Design, build, and maintain production infrastructure on AWS (EKS, RDS, ECR, VPC, IAM, Secrets Manager, etc.).
Develop and manage our Kubernetes clusters: deploy workloads, tune Karpenter node autoscaling, maintain Helm charts, and keep clusters healthy.
Own and extend our GitOps deployment pipeline: GitHub Actions for CI/CD, ArgoCD for continuous delivery, and Helm for packaging.
Manage supporting cluster operators including Envoy Gateway, External DNS, cert-manager, Fluent Bit, and the AWS Load Balancer Controller.
Own and improve our observability stack—Grafana for dashboards, Loki for log aggregation, Tempo for distributed tracing, and Prometheus for metrics.
Support multi-environment reliability across dev, stage, and production GovCloud accounts.
Improve system resilience through load testing (Locust), E2E testing (Playwright/Cucumber), and thoughtful capacity planning.
Contribute to backend services (FastAPI, SQLAlchemy) in Python and TypeScript.
Work alongside product engineers as a first-class contributor, making architecture decisions that balance speed, cost, and reliability.
Build developer experience tooling: local dev environments, CI pipeline improvements, and automated testing scaffolds that make the whole team faster.
Support and extend Temporal-based workflow orchestration for background processing.
Implement least-privilege IAM policies, IRSA (IAM Roles for Service Accounts), and network segmentation in a GovCloud environment.
Manage secrets through AWS Secrets Manager and the External Secrets Operator with automated rotation.

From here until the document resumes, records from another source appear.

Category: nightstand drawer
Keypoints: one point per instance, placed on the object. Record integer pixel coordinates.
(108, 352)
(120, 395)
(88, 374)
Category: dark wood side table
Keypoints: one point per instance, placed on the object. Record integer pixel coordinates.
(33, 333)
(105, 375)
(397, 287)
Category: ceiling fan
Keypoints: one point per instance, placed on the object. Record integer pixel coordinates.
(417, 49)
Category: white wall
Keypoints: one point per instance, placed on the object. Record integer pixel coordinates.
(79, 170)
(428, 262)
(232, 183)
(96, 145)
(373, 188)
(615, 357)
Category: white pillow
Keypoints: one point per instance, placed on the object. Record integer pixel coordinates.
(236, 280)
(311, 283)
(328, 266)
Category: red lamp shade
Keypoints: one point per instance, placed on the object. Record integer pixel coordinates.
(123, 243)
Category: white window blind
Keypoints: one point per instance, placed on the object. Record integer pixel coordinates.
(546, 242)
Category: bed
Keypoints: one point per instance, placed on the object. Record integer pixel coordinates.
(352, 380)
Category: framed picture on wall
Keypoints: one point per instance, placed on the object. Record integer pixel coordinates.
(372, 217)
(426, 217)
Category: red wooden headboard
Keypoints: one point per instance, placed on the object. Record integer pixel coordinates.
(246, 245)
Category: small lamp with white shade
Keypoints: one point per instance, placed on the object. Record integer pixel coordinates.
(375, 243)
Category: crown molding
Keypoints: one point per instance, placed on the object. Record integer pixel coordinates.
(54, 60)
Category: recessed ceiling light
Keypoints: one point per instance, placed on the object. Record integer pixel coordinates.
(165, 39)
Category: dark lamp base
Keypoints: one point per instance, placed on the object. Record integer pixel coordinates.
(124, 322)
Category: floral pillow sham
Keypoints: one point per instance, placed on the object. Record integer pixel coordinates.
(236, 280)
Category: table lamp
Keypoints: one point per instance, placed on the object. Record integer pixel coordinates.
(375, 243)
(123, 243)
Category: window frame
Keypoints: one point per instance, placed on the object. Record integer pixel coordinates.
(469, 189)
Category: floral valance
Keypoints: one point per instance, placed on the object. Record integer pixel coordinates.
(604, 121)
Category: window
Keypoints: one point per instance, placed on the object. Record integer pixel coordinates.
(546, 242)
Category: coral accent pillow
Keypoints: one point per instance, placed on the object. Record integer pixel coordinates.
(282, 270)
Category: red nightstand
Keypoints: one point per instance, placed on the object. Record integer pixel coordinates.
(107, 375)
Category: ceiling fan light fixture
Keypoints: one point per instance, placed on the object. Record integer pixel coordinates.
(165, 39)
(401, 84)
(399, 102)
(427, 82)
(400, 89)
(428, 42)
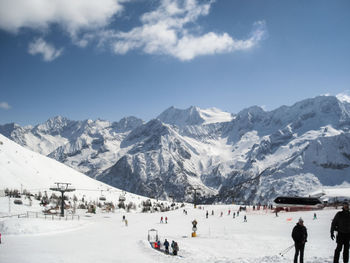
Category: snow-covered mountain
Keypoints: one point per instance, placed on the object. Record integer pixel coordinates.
(250, 156)
(24, 169)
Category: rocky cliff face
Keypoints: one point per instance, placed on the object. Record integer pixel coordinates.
(251, 156)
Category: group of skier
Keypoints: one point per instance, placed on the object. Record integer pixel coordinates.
(228, 213)
(174, 246)
(340, 224)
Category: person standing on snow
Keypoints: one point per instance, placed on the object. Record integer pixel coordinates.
(341, 224)
(299, 236)
(175, 247)
(166, 245)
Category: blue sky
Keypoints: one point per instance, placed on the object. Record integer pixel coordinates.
(110, 58)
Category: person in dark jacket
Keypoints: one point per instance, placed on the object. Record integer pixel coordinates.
(299, 236)
(341, 224)
(166, 245)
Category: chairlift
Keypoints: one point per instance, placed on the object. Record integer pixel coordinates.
(102, 197)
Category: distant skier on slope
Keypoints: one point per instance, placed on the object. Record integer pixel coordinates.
(341, 224)
(166, 245)
(175, 247)
(299, 235)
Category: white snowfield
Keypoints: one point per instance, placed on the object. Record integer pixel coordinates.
(105, 238)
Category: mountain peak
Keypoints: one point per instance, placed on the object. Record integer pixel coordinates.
(193, 116)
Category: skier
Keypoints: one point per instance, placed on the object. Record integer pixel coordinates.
(341, 224)
(194, 223)
(166, 245)
(175, 247)
(299, 235)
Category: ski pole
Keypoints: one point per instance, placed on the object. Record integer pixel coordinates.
(285, 251)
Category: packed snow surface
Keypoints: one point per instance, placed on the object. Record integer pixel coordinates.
(105, 238)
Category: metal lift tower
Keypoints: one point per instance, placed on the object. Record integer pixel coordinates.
(62, 187)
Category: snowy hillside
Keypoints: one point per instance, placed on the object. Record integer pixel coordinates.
(24, 169)
(251, 156)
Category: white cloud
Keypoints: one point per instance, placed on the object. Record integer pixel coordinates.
(4, 105)
(167, 31)
(170, 29)
(344, 96)
(72, 15)
(48, 51)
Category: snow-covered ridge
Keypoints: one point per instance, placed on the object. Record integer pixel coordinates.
(253, 155)
(194, 116)
(21, 168)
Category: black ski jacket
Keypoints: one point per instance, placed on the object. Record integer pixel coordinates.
(299, 234)
(341, 222)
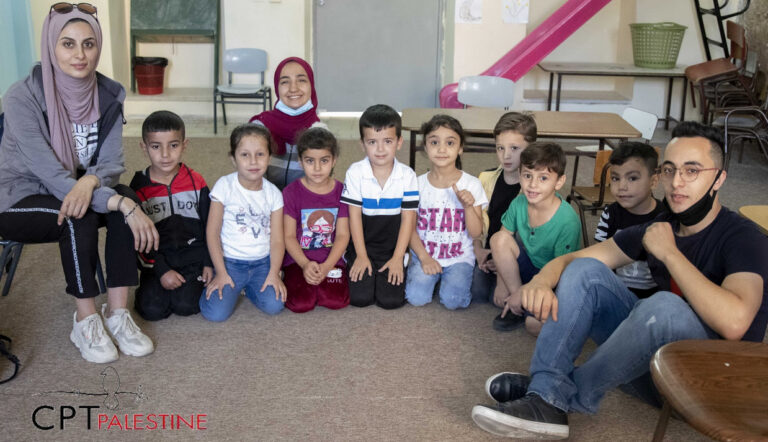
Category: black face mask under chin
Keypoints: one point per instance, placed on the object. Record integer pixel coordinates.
(697, 212)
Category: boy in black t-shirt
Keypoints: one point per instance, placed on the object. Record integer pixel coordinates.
(711, 267)
(513, 132)
(633, 177)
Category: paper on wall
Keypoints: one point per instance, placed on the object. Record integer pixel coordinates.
(469, 11)
(514, 11)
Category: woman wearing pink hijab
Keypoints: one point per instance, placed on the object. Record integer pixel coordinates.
(295, 111)
(61, 157)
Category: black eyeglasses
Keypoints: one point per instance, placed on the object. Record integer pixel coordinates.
(5, 350)
(65, 8)
(688, 174)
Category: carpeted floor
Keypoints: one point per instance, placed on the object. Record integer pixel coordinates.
(354, 374)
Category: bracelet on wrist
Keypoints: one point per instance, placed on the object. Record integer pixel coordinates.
(130, 213)
(120, 202)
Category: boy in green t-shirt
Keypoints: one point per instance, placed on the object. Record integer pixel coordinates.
(546, 228)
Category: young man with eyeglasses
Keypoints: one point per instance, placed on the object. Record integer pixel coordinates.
(710, 265)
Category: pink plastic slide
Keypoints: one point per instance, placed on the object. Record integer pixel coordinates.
(535, 46)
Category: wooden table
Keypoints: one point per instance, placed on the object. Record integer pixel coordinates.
(756, 214)
(479, 122)
(615, 70)
(719, 387)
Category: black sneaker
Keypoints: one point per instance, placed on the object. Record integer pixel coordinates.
(507, 386)
(527, 418)
(508, 323)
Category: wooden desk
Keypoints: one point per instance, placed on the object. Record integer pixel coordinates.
(479, 122)
(615, 70)
(719, 387)
(756, 214)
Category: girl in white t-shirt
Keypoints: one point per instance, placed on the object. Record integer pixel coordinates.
(245, 231)
(450, 216)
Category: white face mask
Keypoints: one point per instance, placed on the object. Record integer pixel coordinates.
(291, 112)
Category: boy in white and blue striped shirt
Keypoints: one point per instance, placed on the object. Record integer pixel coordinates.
(383, 196)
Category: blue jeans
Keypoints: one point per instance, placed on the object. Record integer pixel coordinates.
(248, 275)
(454, 285)
(594, 303)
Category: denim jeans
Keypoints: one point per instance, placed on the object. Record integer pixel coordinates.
(594, 303)
(248, 275)
(454, 285)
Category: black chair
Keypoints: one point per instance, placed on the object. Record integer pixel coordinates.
(9, 260)
(11, 253)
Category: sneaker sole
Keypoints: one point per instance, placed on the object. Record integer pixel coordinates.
(494, 377)
(501, 424)
(135, 354)
(83, 354)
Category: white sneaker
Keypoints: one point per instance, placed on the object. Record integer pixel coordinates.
(89, 337)
(128, 335)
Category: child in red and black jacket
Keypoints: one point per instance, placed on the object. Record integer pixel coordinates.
(177, 200)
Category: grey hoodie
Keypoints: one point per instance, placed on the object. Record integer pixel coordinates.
(28, 165)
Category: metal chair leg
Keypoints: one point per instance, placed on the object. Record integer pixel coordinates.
(215, 103)
(223, 110)
(100, 276)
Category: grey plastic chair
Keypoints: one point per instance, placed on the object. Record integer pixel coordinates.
(242, 61)
(486, 91)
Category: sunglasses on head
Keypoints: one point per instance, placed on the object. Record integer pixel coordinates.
(65, 8)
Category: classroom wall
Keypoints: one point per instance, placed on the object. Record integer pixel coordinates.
(478, 45)
(283, 28)
(277, 27)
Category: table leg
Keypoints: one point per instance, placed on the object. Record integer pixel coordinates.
(133, 54)
(549, 95)
(669, 102)
(575, 170)
(661, 426)
(682, 106)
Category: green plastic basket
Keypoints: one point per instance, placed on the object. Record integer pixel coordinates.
(656, 45)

Maintain TLS automation via cert-manager and OIDC authentication flows.
Enable SOC2, CMMC, and FedRAMP compliance activities: GRC platform integration, audit logging pipelines, FIPS-validated endpoint configuration, system boundary documentation, and evidence collection for third-party assessments.
Requirements
5+ years of professional experience in infrastructure, DevOps, SRE, or platform engineering.
Deep hands-on experience with AWS services in production (EKS, IAM, Secrets Manager, ECR, RDS). Experience with or strong working knowledge of AWS GovCloud is a significant plus.
Comfort with Linux systems administration and shell scripting.
Familiarity with compliance-driven infrastructure: audit logging, access controls, and evidence collection for frameworks like CMMC, FedRAMP, and SOC 2.
A collaborative, low-ego mindset: you thrive in small, fast-moving teams.
Nice to Have: Experience with Envoy Gateway or the Kubernetes Gateway API.
Background in PostgreSQL administration and schema-based multi-tenancy.
Familiarity with the Grafana observability stack (Loki, Tempo, Prometheus).
Experience with Karpenter for node autoscaling or cost optimization strategies for cloud spend.
Experience with Temporal for workflow orchestration.
Experience in a startup or high-growth environment where you wore many hats.